The inspiration for the ‘competition’ is the fabled ‘X-Prize’ foundation.  This has proven that you can drive innovation (at low cost) through competition.  Its first famous success was a prize for a privately built ‘spaceship’ that could reach orbit.  Now that sounds ‘crackers’! – but it worked.  A small company working in a small hanger in the United States managed what twenty years earlier had taken super-powers significant parts of their GDP to develop and still defeats many nation state-funded space programs today.  With an eye on the prize, an eye on a tight budget, and without the politics and grandeur that stick to state funded programs – they innovated, accelerated and delivered.

The critical success factor was in the detail of what you needed to do to claim the prize.  It wasn’t about drawing up plans for a spacecraft.  It wasn’t about building a mock-up.  It was about building it, launching it and doing it.  In short: delivering it.  No delivery, no prize.  And it wasn’t about a one-off either.  To claim the prize you had to put three people into space, in the same machine, and bring them back in one piece twice in two weeks.  Any cost of failed development was shouldered by the private enterprise – not the taxpayer.

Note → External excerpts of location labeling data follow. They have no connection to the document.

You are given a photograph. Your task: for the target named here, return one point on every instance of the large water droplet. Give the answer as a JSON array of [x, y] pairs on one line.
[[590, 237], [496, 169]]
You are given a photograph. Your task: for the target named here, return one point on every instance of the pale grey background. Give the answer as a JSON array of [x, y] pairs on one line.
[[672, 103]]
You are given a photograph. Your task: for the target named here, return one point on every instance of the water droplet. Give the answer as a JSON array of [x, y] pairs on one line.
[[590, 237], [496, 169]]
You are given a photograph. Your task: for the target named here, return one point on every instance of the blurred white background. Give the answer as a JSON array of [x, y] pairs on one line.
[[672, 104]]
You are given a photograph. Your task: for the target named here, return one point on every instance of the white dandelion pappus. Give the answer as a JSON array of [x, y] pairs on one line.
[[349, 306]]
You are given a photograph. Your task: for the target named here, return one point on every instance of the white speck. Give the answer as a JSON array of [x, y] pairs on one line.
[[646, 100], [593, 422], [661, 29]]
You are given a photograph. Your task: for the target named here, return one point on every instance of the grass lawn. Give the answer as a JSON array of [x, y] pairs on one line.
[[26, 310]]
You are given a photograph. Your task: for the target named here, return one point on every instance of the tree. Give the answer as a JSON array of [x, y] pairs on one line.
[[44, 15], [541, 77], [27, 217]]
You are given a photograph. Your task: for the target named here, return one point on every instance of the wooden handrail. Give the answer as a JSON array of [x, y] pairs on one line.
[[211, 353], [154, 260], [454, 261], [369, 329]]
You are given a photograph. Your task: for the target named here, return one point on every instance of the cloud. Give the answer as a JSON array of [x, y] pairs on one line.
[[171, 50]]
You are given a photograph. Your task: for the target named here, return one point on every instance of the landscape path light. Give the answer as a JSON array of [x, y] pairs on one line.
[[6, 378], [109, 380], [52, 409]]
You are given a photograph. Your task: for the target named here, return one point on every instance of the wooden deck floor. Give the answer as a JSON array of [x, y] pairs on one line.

And so it can be with this ‘crowd-source’ government prize.  Get the right criteria in place before the million can be claimed and you have it cracked.   This cannot be about simply knocking up a website with ‘Web 2.0’ or social media features.  It can’t be about just naming the technology or ripping off an existing platform and rebranding it.  No – it has to be about ‘delivering it’.  So to claim the prize, you should have to have something like the following auditable criteria met (I’ve plucked the numbers from thin air by way of example):

  • 250,000 UK taxpayers as registered members.
  • At least 25,000 unique visitors a month for a six month period
  • Mechanism built in to ensure ‘trust’ (perhaps similar to ebay user ratings)
  • Watch system and checks and balances built into identify and catch and attempts to manipulate the system (which defeats deliberate attempts from the judges to manipulate the system)
  • Ease of use (could be demonstrated by requiring 100,000 of your registered users clicking to confirm that they believe the site is worthy of the prize – with any inducements for clicking leading to disqualification)
  • 24/7 uptime of 99.99% over a six month period

And you can add and add criteria to the list.  You could happily have very many websites co-existing for years as they tried to hit all the required performance indicators – the only winner in the development period would be the taxpayer.  It would cost us nothing, the government would be getting the kind of voter input it could only previously dream of and when there is finally a winner it would have a solution they would be far, far cheaper, far more stable and far better user-tested than any other government IT project.  A million pounds really isn’t very much at all in the scheme of Government IT projects.  This could easily represent the biggest taxpayer ‘bang-for-buck’ in recent history.

So Jeremy, ignore the naysayers – press on with this and let’s prove that perhaps the Conservatives really do ‘get’ the internet.  Your success or failure will rest entirely on those claim criteria…. get them right prove the naysayers wrong!